И этот «бег» начался за несколько лет до принудительной высылки интеллигенции в сентябре-ноябре 1922 г. Акция новой советской власти 1922 г., часто называемая в литературе «философским пароходом», символически обозначила определенный этап, но отнюдь не завершение исхода, продолжавшегося и в последующие годы. В рижских газетах много лет публиковались списки въехавших в страну. С начала 1920-х годов Рига невольно обрела статус одной из столиц русского зарубежья — стала одним из городов, куда поезд из Москвы привозил людей, нашедших легальный способ покинуть советскую Россию. Одни задерживались ненадолго и ехали далее в Европу в поисках более комфортных условий проживания, другие оставались в Риге на годы. Многие из недавних подданных Российской империи, оказавшись в полупринудительной, полудобровольной разлуке с родиной, осознали, что главными задачами эмигрантов стали защита России перед лицом Европы, по возможности, подвижнический труд на поприще сохранения русской культуры, просветительства во имя духовного богатства будущей свободной России. <…>
А. В. Вейдеман предусмотрительно оставил для своих будущих сторонников и исследователей два свидетельства — две биографии научного успеха, содержащие сведения о духовных исканиях от последних классов гимназии и до 1939 г., о друзьях и единомышленниках — Петре Кириллове, Василии Сеземане, Николае Болдыреве, Сергее Гессене. Воспоминания уникальны в том смысле, что позволяют в какой-то мере воссоздать атмосферу неокантианских штудий в среде выпускников Петербургского университета в предреволюционные годы. Об этом философ подробно написал в небольших главах «Мой философский путь» и «Мои труды» в двух монографиях: «Трагика как сущность искусства, религии и истории» (Рига, 1938), «Оправдание зла» (Рига, 1939), в которых, однако, опустил детали личной жизни.

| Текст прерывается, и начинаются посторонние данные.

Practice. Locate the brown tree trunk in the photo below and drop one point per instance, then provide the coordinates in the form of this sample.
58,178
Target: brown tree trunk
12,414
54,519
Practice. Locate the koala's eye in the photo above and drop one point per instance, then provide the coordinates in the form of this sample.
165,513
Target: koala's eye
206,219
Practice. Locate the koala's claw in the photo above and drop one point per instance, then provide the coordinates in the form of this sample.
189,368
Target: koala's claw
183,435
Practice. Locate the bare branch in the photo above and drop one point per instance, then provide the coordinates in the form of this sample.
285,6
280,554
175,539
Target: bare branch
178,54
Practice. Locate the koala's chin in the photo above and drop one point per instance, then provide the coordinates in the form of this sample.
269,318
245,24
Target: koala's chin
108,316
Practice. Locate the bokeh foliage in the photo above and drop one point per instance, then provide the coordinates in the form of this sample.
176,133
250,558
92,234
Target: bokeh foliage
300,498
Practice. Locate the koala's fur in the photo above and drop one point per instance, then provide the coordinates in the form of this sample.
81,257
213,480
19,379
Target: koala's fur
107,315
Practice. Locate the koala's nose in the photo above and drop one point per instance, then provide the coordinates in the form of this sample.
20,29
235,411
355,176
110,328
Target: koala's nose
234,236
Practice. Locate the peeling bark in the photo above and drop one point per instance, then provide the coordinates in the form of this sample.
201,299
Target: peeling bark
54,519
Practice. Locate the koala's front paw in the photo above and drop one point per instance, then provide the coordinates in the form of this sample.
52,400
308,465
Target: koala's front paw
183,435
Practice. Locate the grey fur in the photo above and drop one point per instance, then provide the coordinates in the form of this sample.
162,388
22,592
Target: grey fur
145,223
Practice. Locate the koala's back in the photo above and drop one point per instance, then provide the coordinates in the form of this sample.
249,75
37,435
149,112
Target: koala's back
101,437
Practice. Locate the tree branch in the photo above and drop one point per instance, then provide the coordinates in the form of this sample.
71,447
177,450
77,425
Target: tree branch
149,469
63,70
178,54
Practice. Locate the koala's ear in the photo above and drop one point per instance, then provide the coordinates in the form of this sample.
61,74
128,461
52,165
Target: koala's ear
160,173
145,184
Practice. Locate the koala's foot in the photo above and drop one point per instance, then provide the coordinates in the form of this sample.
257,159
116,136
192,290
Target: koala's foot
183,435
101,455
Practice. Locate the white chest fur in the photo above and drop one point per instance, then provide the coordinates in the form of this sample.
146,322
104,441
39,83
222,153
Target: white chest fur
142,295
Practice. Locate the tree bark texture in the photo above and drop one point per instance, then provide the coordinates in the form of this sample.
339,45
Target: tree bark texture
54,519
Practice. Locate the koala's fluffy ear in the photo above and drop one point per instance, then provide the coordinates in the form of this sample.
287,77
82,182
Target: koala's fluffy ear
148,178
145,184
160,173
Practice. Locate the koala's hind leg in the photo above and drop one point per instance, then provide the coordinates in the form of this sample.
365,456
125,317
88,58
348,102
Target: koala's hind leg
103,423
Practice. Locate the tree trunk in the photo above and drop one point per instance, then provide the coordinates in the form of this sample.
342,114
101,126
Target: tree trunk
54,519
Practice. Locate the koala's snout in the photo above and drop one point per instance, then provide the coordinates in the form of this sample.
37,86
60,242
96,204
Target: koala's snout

Согласно скупым автобиографическим свидетельствам философа, он принадлежал к семье балтийских немцев. Дед Юлий Вейдеман в середине XIX столетия покинул Курляндию, родной город Митаву (ныне — Елгава), в котором жило не одно поколение Вейдеманов, и поселился в Петербурге. Дед был немцем по рождению и протестантом по вероисповеданию, а по роду занятий — предположительно купцом. Как для деда, так и для отца Вейдемана, Виктора Юльевича, германское происхождение и воспитание, причастность к германской культуре составляли особую гордость. В то же время это не помешало ему — выпускнику петербургского немецкого реформаторского училища — предложить руку и сердце православной девушке Вере Автономовне Техницкой. Александр Вейдеман сообщил о себе еще и такие подробности: родился в Петербурге, на Почтамтской улице, в доме крестного отца, купца А. К. Пампеля, 18 мая (по-новому стилю — 30) 1879 г., крещен был по православному обряду в Адмиралтейском соборе. «Мой отец, — писал Вейдеман, — принадлежал к числу тех немцев, которые в политическом смысле были более русскими, чем немцами, а в религиозном более православными, чем протестантами». Любовь ко всему немецкому уживалась в семье с пристрастностью к русской культуре, языку, «к эстетизму» православного богослужения. Мать, Вера Автономовна, сочетала в себе широту русской натуры, хорошую образованность и религиозность, но религиозность «порывами и переходами». Религиозное различие родителей в семье способствовало тому, что трое сыновей получили весьма либеральное религиозное воспитание, сведшееся к изучению Закона Божьего в стенах 9-й (Введенской) классической гимназии.